Research in Tavtigian's lab concentrates on two areas of genetic susceptibility to cancer. The first is identification and characterization of intermediate-risk and high-risk cancer susceptibility genes. The second is analysis of unclassified variants that are observed during the clinical testing of established high-risk cancer susceptibility genes.
Historically, most of the known high-risk cancer susceptibility genes were found either by linkage analysis/ positional cloning or by mutation screening of established high-risk susceptibility genes' biochemical pathway "nearest-neighbors". While the linkage analysis/ positional cloning approach is nearly obsolete, next-generation sequencing enables a number of new strategies for gene identification. One of these is whole-exome mutation screening in pedigrees as a method to identify relatively high-risk susceptibility genes. Another is biochemical pathway-based mutation screening in a case-control format as a method to identify intermediate-risk susceptibility genes. We are pursuing breast cancer genetics projects in both of these areas and are likely to expand to prostate cancer or colon cancer projects in the near future.
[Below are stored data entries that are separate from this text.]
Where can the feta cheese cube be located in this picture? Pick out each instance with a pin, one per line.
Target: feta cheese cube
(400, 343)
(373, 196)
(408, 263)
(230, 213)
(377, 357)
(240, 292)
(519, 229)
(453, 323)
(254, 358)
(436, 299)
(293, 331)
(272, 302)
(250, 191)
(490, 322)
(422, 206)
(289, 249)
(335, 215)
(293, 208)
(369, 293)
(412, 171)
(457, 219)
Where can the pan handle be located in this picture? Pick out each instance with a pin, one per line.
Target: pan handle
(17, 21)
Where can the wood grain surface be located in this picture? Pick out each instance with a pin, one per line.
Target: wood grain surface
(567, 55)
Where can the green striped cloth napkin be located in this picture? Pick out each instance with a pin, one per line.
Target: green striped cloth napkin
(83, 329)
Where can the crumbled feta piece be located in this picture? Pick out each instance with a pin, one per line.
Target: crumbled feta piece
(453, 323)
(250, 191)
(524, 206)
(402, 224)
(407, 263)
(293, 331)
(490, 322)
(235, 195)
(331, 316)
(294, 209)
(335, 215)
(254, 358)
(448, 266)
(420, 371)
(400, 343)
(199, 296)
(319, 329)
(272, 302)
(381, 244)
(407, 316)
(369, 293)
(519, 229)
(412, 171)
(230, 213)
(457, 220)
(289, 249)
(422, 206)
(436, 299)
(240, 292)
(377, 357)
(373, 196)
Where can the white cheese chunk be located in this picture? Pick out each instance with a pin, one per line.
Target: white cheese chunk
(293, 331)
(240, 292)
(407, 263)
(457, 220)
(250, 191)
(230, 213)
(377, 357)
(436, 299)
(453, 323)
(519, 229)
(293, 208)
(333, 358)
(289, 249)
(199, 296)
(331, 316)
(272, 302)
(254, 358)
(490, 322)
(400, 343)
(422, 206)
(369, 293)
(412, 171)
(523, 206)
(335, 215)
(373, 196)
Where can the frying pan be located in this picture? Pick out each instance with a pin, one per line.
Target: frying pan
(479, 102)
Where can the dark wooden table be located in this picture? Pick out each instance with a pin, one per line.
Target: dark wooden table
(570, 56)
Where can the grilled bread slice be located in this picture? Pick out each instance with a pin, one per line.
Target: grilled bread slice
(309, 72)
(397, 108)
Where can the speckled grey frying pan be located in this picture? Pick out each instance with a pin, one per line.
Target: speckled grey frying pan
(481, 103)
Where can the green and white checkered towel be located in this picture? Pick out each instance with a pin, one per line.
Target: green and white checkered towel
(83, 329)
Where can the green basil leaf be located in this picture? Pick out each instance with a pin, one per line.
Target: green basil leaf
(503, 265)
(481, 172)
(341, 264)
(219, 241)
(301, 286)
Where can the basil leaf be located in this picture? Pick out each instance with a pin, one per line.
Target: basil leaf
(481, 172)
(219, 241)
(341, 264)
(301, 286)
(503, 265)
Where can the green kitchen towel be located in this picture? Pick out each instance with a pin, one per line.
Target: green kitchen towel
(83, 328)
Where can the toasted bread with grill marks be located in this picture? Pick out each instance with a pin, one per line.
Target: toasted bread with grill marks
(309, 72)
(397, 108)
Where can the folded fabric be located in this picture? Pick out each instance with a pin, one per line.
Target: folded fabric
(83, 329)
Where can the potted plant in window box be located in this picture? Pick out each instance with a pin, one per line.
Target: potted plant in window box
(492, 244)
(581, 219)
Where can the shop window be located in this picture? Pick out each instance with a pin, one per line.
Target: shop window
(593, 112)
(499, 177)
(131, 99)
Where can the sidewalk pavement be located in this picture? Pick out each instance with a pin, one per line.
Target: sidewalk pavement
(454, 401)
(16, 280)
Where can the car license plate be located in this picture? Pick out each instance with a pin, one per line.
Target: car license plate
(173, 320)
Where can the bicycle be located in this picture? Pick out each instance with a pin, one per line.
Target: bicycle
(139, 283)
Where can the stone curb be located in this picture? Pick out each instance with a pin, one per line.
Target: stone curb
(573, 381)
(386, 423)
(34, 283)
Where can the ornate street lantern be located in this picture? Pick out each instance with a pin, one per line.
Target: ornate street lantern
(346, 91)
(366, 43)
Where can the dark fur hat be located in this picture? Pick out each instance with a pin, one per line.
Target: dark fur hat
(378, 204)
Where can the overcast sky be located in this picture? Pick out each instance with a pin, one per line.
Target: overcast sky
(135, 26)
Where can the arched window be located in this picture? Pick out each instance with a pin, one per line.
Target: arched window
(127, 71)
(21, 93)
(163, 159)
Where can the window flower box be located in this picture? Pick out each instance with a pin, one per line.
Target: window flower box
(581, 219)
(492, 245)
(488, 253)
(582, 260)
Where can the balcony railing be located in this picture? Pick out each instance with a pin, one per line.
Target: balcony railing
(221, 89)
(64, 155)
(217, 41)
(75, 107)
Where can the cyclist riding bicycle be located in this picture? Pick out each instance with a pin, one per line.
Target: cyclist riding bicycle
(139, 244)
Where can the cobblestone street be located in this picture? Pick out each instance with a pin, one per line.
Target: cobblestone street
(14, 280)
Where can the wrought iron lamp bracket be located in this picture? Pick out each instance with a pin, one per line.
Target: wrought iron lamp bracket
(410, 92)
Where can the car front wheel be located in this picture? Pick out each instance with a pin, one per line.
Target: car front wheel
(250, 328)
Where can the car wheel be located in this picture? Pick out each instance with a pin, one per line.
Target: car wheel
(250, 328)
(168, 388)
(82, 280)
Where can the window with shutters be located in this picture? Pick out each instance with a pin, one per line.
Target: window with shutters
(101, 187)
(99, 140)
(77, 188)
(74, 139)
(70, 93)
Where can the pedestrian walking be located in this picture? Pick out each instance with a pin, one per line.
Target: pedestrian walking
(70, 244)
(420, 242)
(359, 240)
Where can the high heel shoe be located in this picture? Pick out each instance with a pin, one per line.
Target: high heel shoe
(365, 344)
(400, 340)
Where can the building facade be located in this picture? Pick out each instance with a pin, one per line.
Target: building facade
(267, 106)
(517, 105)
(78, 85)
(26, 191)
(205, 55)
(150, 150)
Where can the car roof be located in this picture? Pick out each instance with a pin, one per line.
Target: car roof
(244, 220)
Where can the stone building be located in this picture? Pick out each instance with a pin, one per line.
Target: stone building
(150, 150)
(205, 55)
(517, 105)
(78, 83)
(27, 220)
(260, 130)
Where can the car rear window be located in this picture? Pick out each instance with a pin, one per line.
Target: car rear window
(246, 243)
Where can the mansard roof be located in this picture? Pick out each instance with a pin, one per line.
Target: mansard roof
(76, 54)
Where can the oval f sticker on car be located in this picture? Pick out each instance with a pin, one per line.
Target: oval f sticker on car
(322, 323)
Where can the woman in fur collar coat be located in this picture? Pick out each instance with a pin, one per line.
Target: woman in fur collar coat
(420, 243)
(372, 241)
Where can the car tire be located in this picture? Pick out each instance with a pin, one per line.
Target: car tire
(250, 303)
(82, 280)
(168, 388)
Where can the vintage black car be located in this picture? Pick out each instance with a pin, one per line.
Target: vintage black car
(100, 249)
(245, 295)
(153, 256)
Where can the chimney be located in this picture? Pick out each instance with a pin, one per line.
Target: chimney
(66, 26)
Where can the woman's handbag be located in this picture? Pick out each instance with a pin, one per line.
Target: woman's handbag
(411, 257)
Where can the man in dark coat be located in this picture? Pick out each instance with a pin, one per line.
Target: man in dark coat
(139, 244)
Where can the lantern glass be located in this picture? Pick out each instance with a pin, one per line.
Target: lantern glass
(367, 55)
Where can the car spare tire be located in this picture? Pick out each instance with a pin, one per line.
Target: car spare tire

Clinical mutation screening of high-risk cancer susceptibility genes such as BRCA1, BRCA2, MLH1, and MSH2 will often find clearly pathogenic mutations, providing very useful information for the clinical management of high-risk patients and their close relatives. However, about 10% of patients who undergo mutation screening are found to carry an unclassified sequence variant (UV). Observations of UVs are problematic for clinical mutation screening services, for clinical cancer genetics, and for the patients. We have developed a bioinformatics method, called the "integrated evaluation", for analysis and eventual classification of UVs. Currently, the method is applicable to UVs in the breast cancer susceptibility genes BRCA1 and BRCA2. We are working to improve the method, to extend it to other susceptibility genes, and to create databases that will disseminate classification results to clinical cancer geneticists throughout the world.
Tavtigian earned a PhD at the California Institute of Technology, Pasadena.